La frase salió de la boca de mi marido allí mismo, en el muelle privado de los Cayos de Florida, pronunciada abiertamente delante de sus padres, su exnovia y el piloto que nos esperaba para llevarnos a la isla privada que había reservado para nuestro aniversario.
Me quedé completamente inmóvil, agarrando mis gafas de sol con una mano temblorosa, con el corazón latiéndome con fuerza contra las costillas como si fuera a salírseme del pecho.
Llevaba cinco largos años casada con Caleb Harrison, cinco años durante los cuales hacía alarde de relojes de diseño, cenas extravagantes en el distrito portuario, trajes a medida y coches deportivos clásicos, mientras todos creían que era una figura poderosa en el mundo de los negocios.
La verdad era mucho menos impresionante, porque la empresa de ciberseguridad que financiaba todo su estilo de vida en realidad me pertenecía a mí, un negocio que había construido desde un pequeño estudio en el West End mientras sobrevivía con apenas tres horas de sueño cada noche.

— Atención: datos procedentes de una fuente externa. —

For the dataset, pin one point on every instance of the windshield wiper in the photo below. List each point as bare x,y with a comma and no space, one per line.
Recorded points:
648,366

Rechacé todas las invitaciones a fiestas y soporté años de deudas crecientes y burlas hasta que finalmente convertí esa pequeña empresa emergente en una corporación multimillonaria.
Caleb trabajaba como gerente de nivel medio en una empresa de logística, y su modesto salario ni siquiera cubría el seguro del coche que conducía a diario.
Aunque su indiferencia hacia mí se hacía cada vez mayor, yo seguía creyendo desesperadamente que podría salvar nuestro matrimonio en crisis si me esforzaba lo suficiente.
Esa fue la única razón por la que reservé una semana en una isla privada del Caribe para nuestro quinto aniversario, asegurándome una villa con chef personal, personal completo y playa privada por ciento cincuenta mil dólares.
Lo hice porque Caleb llevaba meses diciéndome que era fría y que mi empresa me había convertido en una mujer que ya no tenía un hogar en su corazón.
Dijo que necesitaba una esposa más presente y tradicional, y yo fui lo suficientemente ingenua como para creer que realmente me echaba de menos.
La noche anterior al viaje, le entregué el itinerario dentro de un sobre negro grueso con letras doradas en relieve.